От иммигранта к изобретателю (Пупин) - страница 13

Таким образом звук и свет ассоциировались в моих юношеских мыслях с божественным голосом и с божественным промыслом, и эта вера подкреплялась словами Евангелия от Иоанна: «Вначале было слово и слово было у Бога и слово было Бог».

Я верил, что Давид, несколько псалмов которого я выучил, под руководством моей матери наизусть, и который в юности также был пастухом, выразил мои мысли в 19-ом псалме:

«Небеса проповедуют славу Божью…»

«Нет языка и нет наречия, на котором бы не был слышен голос их».
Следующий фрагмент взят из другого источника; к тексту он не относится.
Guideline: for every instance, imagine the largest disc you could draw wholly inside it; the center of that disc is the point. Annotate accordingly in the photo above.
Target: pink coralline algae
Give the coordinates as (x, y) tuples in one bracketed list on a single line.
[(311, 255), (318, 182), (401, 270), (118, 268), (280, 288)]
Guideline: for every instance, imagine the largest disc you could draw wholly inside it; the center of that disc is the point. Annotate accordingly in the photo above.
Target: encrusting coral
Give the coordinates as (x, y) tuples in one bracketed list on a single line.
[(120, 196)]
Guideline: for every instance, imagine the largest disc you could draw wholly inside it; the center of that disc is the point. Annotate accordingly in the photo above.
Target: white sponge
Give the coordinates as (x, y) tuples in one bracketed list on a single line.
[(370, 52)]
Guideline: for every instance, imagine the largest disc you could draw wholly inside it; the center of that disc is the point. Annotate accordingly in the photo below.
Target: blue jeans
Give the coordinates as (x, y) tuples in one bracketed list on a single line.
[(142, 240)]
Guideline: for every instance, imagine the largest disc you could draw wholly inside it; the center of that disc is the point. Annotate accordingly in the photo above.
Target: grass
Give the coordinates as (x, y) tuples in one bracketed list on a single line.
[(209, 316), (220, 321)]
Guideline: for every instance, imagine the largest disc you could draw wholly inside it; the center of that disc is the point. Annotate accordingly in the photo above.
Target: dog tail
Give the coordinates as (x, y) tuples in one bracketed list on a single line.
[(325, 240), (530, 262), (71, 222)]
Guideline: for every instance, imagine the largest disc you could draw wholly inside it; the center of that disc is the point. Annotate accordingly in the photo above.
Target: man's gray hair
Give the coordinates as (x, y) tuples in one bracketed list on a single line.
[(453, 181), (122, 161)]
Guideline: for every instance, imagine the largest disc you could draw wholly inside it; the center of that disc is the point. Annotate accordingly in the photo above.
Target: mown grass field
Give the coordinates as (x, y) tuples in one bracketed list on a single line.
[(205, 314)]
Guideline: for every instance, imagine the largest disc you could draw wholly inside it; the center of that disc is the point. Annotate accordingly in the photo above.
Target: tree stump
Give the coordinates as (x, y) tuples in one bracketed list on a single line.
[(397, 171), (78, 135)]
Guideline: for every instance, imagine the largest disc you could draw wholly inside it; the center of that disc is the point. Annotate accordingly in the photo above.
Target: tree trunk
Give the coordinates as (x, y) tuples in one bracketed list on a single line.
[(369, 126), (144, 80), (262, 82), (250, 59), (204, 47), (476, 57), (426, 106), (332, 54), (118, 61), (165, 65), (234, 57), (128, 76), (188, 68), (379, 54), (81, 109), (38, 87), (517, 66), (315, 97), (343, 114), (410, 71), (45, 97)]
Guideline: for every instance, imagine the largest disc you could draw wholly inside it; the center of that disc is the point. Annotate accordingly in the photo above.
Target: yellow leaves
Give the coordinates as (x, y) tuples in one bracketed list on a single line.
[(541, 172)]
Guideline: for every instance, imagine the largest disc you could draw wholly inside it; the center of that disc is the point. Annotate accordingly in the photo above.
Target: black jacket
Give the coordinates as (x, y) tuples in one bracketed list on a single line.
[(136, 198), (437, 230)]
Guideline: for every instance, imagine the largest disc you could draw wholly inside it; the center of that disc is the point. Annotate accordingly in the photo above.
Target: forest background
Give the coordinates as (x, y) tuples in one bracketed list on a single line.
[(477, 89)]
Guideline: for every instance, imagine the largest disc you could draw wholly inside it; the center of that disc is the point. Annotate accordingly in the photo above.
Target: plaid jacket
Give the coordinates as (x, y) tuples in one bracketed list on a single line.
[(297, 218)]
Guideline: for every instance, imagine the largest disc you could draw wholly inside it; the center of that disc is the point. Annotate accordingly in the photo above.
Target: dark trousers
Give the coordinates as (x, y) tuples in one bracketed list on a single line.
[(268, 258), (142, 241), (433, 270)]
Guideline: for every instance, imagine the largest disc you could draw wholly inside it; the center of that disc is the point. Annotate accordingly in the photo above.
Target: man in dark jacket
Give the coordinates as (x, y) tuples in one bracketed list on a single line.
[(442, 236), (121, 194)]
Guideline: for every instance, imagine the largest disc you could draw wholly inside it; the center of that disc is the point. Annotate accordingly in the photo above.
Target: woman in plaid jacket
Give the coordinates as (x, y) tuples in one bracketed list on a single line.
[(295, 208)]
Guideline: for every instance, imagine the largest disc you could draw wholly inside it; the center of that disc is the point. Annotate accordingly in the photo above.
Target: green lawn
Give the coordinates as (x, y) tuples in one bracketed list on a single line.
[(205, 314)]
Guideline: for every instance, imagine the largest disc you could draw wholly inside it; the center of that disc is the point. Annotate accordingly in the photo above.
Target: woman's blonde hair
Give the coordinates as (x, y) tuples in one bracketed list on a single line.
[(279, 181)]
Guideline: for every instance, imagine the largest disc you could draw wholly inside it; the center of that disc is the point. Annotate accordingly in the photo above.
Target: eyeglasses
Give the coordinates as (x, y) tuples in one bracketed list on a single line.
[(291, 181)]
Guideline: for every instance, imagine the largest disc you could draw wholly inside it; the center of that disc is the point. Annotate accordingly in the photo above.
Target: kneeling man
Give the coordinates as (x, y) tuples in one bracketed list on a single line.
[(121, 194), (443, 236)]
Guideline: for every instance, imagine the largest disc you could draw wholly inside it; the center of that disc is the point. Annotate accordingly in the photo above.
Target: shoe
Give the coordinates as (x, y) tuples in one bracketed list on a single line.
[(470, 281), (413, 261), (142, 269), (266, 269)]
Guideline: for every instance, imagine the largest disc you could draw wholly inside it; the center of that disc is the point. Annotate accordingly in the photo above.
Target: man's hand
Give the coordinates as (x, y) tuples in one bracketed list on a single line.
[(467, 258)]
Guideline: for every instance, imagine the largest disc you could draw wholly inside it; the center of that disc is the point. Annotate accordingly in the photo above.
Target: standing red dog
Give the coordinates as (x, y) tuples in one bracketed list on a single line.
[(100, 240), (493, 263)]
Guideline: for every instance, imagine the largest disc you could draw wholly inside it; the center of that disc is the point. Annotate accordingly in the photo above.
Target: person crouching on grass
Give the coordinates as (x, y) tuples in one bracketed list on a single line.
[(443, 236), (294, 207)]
Нет такого сербского юноши, который бы не знал прекрасного стихотворения великого русского поэта М.Ю.Лермонтова, где говорится:

«Выхожу один я на дорогу;
Сквозь туман кремнистый путь блестит;
Ночь тиха. Пустыня внемлет Богу,
И звезда с звездою говорит»…

Лермонтов — сын русских равнин. Во мраке летней ночи он видел те же горящие звезды, которые видел я. Он чувствовал то же волнение, которое испытывал Давид и которое почерпнул я из его псалмов в те бессонные ночи, пятьдесят лет тому назад. Я жалею рожденного и воспитанного в городе мальчика, никогда не испытавшего этой таинственной силы божественного волнения.
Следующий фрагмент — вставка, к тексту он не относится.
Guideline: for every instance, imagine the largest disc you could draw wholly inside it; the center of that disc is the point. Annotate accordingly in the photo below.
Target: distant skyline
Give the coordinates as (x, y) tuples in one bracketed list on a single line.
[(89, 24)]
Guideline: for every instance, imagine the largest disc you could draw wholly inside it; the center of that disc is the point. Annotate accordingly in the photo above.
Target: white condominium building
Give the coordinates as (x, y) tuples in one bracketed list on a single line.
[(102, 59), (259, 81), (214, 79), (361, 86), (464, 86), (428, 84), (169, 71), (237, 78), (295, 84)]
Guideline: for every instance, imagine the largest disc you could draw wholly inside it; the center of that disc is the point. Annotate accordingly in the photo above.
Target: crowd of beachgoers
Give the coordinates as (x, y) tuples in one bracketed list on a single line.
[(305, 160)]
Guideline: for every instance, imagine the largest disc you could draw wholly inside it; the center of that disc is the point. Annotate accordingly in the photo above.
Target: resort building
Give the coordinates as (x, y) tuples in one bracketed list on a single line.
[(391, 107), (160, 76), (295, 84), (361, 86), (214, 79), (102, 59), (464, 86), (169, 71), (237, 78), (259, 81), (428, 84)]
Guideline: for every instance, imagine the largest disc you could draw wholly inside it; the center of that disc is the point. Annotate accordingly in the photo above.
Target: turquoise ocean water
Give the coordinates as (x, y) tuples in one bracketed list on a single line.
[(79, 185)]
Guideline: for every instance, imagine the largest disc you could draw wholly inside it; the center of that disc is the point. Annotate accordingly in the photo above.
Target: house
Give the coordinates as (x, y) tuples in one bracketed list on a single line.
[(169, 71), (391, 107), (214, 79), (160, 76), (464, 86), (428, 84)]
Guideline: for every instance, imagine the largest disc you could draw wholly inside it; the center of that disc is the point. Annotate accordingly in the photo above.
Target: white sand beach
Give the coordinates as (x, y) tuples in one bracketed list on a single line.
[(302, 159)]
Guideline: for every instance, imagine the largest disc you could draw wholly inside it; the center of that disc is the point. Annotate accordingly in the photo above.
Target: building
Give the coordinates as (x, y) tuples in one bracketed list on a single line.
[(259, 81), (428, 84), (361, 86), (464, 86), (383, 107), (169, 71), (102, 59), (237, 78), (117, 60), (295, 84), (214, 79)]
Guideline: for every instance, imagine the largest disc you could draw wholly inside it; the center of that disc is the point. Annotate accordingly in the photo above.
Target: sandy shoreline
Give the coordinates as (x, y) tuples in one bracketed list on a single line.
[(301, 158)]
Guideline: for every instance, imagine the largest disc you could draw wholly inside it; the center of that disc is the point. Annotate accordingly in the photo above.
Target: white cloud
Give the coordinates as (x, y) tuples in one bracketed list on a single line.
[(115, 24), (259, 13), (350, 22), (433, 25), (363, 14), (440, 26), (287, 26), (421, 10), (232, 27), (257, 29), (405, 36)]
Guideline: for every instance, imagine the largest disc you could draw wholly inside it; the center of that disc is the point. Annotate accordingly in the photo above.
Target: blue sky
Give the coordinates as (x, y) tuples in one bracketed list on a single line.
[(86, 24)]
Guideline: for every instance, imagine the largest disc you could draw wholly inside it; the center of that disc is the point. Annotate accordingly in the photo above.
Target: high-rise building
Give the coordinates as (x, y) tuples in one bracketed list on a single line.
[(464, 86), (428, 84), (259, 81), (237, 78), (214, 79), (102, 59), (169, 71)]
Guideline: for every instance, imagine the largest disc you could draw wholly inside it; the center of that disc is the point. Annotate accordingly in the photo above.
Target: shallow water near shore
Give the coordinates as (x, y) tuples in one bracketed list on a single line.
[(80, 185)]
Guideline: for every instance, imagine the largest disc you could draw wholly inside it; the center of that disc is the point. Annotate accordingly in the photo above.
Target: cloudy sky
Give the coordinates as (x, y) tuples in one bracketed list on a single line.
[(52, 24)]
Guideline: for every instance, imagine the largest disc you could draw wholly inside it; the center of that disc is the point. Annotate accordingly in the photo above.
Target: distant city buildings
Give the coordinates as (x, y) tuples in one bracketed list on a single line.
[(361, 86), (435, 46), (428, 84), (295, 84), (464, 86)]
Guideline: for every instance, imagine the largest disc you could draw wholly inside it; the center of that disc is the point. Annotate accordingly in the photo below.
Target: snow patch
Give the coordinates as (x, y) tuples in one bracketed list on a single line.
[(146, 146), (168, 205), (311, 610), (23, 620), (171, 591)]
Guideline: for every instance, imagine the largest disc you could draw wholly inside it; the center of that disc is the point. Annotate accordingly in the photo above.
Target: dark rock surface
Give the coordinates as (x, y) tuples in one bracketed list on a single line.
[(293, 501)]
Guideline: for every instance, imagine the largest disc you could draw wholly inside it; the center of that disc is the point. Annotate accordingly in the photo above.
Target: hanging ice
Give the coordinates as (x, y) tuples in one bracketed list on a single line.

Звук и свет, ассоциировавшиеся в моем молодом уме с божественными явлениями, с помощью которых человек общается с человеком, животное с животным, звезды со звездами и человек со своим Творцом, очевидно, дали толчок тому, что я очень рано стал задумываться над природой звука и света. Я верю еще и сейчас, что эти явления представляют собой фундаментальные проблемы вселенной, и я всё еще размышляю над их природой. Мои учителя в Панчеве помогли мне до некоторой степени в решении многих загадок, встречавшихся во время таких размышлений. Одним из них был мой учитель, словенец Кос, первый рассказавший мне историю Франклина и его бумажного змея. Он убедил меня, что звук является следствием колебания тел. Это объяснение напоминает одно сербское выражение: «Мое сердце трепещет, как звучащая под смычком музыканта струна».
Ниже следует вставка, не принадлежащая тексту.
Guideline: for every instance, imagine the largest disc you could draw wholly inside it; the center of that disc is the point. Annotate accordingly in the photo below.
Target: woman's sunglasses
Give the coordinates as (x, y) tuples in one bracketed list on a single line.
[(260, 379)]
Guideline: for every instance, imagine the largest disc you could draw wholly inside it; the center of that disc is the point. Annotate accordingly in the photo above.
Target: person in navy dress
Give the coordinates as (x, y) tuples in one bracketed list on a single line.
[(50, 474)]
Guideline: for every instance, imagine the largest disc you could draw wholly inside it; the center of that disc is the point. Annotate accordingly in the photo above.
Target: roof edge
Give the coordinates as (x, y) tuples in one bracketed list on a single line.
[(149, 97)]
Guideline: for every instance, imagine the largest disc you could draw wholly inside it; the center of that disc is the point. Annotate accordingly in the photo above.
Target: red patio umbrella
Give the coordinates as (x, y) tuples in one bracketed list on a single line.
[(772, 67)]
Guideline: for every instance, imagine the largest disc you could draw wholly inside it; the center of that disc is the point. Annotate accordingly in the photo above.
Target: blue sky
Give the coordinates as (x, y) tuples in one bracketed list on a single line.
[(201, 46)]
Всякий раз, когда я во время моей службы пастухом пробовал свои силы в игре на сербской флейте, я тоже ощущал дрожание воздуха. Некоторые вещи возбуждали мой интерес куда больше, чем действие сербского волынщика, когда он, выталкивая воздух из овчинных мехов, заставлял его звучать. Действие, которое волынщик называл настройкой своего инструмента, завладело моим вниманием. В то время я никогда не думал о том, что через двадцать лет мне придется проделывать подобную операцию с электрической цепью тока. Я назвал это «электрической настройкой» — название потом было принято в беспроволочном телеграфе. Но никто не знает, что само действие, а также и название его были впервые подсказаны мне сербским волынщиком за двадцать лет до моего изобретения в 1892 году.